Comedy Central a créé une installation sous-marine élaborée pour donner l’impression qu’un cochon avait sauvé une chèvre en train de se noyer. Les gens ont cru que la vidéo était réelle et l’ont massivement partagée. Sur la chaîne YouTube Comedy Central. Archivé le 6 septembre 2019.Capture d’écran de l’auteure.

Enfin, tournons nous vers l’avenir du contenu fabriqué. La prochaine vague sera le fruit de l’intelligence artificielle, autrement connue sous le nom de « deepfakes ». Nous avons vu ce qu’il est possible de faire avec le deepfake de Jordan Peele dans lequel il a créé une version du président Obama.

Et plus récemment, nous avons vu des documentaristes créer un clip de Mark Zuckerberg en guise de test pour voir si Instagram le retirerait. Ironie du sort, alors qu’Instagram avait déclaré que la vidéo n’avait pas enfreint leurs politiques, CBS avait fini par signaler le contenu, arguant qu’il s’agissait de contenu imposteur car leur logo était utilisé (voir chapitre 4).
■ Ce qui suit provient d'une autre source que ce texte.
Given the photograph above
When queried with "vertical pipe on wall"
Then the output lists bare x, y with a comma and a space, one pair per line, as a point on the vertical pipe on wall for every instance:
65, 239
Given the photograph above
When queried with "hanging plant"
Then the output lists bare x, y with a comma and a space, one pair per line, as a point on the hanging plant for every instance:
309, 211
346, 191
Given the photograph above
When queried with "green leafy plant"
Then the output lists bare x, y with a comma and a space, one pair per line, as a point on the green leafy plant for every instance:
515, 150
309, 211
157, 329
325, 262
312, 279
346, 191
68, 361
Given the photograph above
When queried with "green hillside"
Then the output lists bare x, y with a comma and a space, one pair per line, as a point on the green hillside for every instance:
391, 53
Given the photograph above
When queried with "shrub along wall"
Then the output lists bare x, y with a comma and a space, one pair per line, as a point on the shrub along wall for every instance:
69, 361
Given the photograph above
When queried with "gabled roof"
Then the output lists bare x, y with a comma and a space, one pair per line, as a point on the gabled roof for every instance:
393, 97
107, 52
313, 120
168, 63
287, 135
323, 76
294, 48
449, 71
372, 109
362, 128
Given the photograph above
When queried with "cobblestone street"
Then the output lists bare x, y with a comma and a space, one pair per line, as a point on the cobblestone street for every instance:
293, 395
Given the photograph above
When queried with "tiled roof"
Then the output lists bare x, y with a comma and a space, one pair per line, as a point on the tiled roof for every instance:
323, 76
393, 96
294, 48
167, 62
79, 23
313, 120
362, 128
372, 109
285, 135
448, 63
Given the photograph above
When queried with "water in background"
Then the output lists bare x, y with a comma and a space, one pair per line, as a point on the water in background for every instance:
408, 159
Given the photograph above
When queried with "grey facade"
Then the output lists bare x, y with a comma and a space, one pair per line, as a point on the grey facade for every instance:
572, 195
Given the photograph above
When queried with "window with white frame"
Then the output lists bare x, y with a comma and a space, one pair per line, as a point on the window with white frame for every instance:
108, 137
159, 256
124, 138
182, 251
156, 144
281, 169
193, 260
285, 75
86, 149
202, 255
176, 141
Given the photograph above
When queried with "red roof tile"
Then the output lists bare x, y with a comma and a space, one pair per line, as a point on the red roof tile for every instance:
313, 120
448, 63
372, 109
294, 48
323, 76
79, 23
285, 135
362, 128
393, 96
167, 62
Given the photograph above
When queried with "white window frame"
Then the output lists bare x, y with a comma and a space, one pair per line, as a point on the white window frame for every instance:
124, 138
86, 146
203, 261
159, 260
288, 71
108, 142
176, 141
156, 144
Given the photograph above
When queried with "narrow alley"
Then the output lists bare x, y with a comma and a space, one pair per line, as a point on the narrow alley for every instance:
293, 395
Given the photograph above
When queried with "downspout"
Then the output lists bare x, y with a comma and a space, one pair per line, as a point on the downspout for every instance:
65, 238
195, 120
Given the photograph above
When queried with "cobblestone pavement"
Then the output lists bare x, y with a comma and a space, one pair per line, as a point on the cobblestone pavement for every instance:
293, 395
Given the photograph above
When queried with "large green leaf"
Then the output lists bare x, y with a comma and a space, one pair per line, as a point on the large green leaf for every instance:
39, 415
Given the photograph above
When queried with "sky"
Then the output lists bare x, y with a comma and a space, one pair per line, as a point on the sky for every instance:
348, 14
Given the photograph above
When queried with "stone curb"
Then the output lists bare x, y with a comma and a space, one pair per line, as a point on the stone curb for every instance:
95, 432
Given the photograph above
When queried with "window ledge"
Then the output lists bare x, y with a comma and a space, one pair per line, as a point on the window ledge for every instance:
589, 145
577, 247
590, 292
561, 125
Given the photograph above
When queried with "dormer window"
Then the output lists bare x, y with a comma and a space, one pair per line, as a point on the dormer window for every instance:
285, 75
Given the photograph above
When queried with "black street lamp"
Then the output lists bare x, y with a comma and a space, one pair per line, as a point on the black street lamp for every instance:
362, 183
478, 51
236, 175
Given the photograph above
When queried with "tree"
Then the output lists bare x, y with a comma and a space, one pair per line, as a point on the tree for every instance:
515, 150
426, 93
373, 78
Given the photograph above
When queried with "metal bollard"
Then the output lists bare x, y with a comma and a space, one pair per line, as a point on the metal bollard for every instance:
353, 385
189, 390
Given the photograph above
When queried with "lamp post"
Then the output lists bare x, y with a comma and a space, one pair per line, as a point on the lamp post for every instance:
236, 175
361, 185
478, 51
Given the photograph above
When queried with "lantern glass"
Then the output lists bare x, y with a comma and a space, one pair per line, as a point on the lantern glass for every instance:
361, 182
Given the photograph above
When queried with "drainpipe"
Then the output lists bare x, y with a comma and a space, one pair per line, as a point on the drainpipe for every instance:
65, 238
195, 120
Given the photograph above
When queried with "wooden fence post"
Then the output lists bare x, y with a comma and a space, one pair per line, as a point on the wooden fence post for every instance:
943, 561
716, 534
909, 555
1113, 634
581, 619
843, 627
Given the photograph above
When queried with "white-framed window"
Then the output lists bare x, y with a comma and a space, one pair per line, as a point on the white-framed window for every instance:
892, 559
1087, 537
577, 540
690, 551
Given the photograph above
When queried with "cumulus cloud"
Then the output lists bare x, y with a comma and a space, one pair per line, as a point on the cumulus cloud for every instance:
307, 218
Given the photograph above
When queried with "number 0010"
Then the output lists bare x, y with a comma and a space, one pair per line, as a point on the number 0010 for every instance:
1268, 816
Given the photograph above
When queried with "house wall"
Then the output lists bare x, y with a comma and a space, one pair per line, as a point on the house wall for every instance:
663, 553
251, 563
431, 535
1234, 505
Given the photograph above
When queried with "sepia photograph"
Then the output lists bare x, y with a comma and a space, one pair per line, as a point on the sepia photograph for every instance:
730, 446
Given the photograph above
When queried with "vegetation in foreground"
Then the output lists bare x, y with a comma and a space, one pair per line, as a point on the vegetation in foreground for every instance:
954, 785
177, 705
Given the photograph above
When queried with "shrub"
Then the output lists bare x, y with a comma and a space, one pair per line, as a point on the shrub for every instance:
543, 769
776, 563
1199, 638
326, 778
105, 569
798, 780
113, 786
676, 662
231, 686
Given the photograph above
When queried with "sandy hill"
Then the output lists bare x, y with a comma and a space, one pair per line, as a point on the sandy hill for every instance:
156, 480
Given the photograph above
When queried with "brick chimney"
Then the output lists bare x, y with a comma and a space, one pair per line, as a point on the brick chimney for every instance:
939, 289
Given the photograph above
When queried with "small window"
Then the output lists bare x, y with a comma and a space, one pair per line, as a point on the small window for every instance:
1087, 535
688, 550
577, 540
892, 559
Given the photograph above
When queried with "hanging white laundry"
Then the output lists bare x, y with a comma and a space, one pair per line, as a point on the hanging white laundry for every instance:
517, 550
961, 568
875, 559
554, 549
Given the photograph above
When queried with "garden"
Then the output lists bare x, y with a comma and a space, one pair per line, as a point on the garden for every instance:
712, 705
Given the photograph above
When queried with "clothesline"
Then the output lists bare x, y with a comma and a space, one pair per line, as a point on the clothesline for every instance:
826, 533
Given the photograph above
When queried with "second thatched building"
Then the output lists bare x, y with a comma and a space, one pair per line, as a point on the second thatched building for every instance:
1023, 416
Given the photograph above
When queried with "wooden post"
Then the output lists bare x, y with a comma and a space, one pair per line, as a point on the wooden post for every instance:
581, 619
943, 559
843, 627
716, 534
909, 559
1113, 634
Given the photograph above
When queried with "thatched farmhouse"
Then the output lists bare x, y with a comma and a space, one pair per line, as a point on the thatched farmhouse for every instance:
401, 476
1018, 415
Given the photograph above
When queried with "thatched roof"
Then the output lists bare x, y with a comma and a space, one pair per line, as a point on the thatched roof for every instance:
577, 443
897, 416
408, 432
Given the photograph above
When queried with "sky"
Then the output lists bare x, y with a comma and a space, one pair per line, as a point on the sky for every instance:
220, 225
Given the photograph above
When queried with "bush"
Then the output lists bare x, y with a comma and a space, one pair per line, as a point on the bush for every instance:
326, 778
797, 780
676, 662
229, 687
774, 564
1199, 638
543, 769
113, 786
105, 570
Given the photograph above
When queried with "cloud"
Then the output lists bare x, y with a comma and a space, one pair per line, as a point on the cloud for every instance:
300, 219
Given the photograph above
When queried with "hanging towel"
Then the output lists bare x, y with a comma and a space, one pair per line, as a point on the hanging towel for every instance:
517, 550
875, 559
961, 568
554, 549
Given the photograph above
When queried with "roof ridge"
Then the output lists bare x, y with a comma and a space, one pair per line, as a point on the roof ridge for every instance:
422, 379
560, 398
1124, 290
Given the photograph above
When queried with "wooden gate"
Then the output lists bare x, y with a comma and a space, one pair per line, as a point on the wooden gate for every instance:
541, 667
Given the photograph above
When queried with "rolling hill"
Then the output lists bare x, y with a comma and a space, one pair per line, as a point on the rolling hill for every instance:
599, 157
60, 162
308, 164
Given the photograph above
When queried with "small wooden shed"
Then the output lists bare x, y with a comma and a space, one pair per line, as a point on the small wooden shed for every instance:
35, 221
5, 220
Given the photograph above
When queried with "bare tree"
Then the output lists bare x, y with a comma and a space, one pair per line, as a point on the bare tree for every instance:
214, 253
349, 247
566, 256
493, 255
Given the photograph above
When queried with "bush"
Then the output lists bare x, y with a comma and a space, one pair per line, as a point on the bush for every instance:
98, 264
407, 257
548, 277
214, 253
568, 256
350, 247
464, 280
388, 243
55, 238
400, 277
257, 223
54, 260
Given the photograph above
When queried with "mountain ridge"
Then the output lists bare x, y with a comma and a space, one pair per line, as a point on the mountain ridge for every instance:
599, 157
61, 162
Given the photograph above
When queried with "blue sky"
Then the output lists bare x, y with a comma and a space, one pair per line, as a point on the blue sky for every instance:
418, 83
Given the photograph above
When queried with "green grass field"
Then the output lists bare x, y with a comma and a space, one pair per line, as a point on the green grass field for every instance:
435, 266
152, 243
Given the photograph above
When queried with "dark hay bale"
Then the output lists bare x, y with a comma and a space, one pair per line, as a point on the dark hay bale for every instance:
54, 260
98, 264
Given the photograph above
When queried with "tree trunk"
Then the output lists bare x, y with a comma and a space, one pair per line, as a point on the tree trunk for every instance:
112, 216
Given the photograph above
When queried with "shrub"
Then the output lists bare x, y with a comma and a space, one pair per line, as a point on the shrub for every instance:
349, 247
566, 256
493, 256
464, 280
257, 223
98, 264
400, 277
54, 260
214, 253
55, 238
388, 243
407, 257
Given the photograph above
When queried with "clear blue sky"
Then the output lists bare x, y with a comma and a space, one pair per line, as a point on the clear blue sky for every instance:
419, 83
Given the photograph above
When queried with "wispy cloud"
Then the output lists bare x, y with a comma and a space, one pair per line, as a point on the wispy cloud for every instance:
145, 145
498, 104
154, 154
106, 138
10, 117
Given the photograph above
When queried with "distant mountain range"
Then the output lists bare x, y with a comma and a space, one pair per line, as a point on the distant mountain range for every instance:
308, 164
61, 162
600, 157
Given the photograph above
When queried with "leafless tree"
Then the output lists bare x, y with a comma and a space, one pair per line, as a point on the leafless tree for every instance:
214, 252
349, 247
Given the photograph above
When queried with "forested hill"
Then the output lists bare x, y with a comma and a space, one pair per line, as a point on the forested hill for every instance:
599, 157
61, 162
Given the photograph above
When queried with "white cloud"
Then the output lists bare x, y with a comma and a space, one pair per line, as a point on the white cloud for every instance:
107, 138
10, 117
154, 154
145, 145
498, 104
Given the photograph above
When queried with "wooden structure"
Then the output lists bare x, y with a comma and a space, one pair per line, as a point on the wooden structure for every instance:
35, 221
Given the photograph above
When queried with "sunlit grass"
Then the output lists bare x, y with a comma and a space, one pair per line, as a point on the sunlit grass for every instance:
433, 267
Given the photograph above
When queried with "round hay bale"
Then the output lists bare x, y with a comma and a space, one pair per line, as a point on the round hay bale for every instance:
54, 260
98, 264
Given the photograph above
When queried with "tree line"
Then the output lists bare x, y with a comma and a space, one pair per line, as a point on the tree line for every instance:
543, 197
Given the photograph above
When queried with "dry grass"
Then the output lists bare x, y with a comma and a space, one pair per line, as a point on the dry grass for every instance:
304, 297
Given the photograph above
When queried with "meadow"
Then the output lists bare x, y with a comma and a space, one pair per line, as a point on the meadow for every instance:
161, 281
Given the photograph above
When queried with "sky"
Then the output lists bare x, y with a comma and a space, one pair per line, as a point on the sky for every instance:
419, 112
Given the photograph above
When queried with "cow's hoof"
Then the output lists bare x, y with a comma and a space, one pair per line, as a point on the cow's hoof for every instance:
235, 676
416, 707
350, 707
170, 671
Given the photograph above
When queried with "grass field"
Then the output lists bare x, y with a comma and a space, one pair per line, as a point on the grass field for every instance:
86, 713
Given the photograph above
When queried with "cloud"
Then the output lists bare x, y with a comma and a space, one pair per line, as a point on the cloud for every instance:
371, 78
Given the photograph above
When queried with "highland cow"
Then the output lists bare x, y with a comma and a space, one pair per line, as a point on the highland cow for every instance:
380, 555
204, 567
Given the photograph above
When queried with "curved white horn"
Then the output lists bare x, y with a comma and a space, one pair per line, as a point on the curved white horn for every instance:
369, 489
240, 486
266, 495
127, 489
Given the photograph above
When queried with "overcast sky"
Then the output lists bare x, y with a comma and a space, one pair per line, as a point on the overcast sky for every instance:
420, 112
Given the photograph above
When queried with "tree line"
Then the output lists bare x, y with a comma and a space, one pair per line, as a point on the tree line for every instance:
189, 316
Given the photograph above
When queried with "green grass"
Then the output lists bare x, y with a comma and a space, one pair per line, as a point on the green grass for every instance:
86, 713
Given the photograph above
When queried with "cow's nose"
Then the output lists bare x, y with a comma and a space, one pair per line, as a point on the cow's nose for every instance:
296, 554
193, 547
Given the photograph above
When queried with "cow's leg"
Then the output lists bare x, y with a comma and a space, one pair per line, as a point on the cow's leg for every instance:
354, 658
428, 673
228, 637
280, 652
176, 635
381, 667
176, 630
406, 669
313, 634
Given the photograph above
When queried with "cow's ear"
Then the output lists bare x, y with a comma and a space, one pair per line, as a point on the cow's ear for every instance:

Un clip fabriqué de Mark Zuckerberg n’a pas été retiré par Facebook, mais CBS a signalé le contenu qui utilisait leur logo. Archivé le 6 septembre 2019.

Conclusion

Le désordre informationnel est un sujet complexe. Certaines formes pourraient être décrites comme une pollution de l’information de bas niveau -des titres « pièges à clics », des légendes bâclées ou une satire qui plaisante – mais certaines sont sophistiquées et profondément trompeuses

Afin de comprendre, d’expliquer et de relever ces défis, le langage que nous utilisons est important. La terminologie et les définitions sont importantes.

Comme ce guide l’a démontré, il existe de nombreux exemples des différentes façons dont le contenu peut être utilisé pour piéger, tromper et manipuler. Plutôt que de les voir comme un tout, décomposer ces techniques peut aider votre rédaction et votre public à mieux comprendre les défis auxquels nous sommes désormais confrontés.